Literature DB >> 36061353

Development and Application of an Intelligent Diagnosis System for Retinal Vein Occlusion Based on Deep Learning.

Wei Xu1,2, Zhipeng Yan3, Nan Chen3, Yuxin Luo3, Yuke Ji3, Minli Wang4, Zhe Zhang5.   

Abstract

This study is aimed at developing an intelligent algorithm based on deep learning and discussing its application for the classification and diagnosis of retinal vein occlusions (RVO) using fundus images. A total of 501 fundus images of healthy eyes and patients with RVO were used for model training and testing to investigate an intelligent diagnosis system. The images were first classified into four categories by fundus disease specialists: (i) healthy fundus (group 0), (ii) branch RVO (BRVO) (group 1), (iii) central RVO (CRVO) (group 2), and (iv) macular branch RVO (MBRVO) (group 3), before being diagnosed using the ResNet18 network model. Intelligent diagnoses were compared with clinical diagnoses. The specificity of the intelligent diagnosis system under each attention mechanism was 100% in group 0 and also revealed a high sensitivity of over 95%, F1 score of over 97%, and an accuracy of over 97% in this group. For the other three groups, the specificities of diagnosis ranged from 0.45 to 0.91 with different attention mechanisms, in which the ResNet18+coordinate attention (CA) model had the highest specificities of 0.91, 0.88, and 0.83 for groups 1, 2, and 3, respectively. It also provided a high accuracy of over 94% with a coordinate attention mechanism in all four groups.

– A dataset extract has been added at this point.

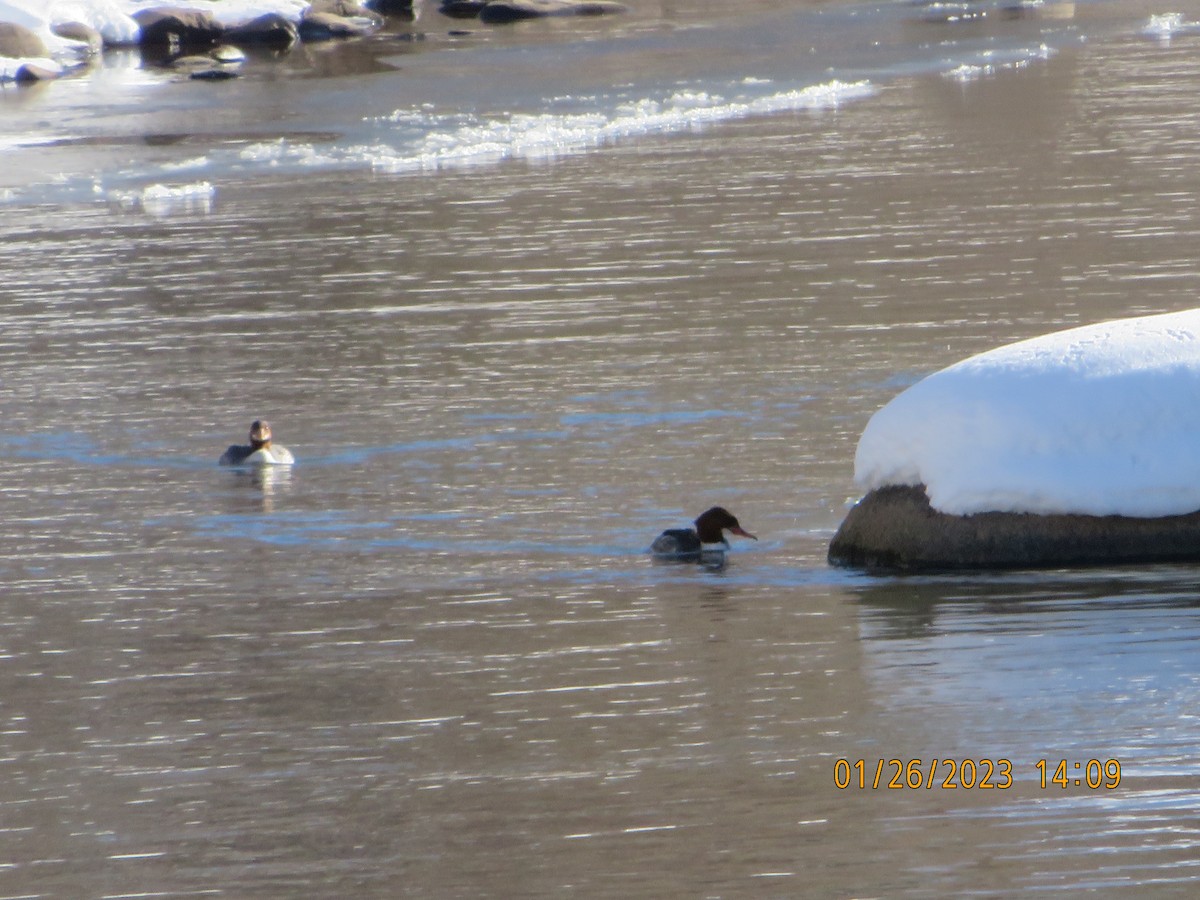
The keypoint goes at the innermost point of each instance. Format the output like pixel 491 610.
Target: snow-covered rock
pixel 1096 420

The intelligent diagnosis and classifier system developed herein based on deep learning can determine the presence of RVO and classify disease according to the site of occlusion. This proposed system is expected to provide a new tool for RVO diagnosis and screening and will help solve the current challenges due to the shortage of medical resources.
Copyright © 2022 Wei Xu et al.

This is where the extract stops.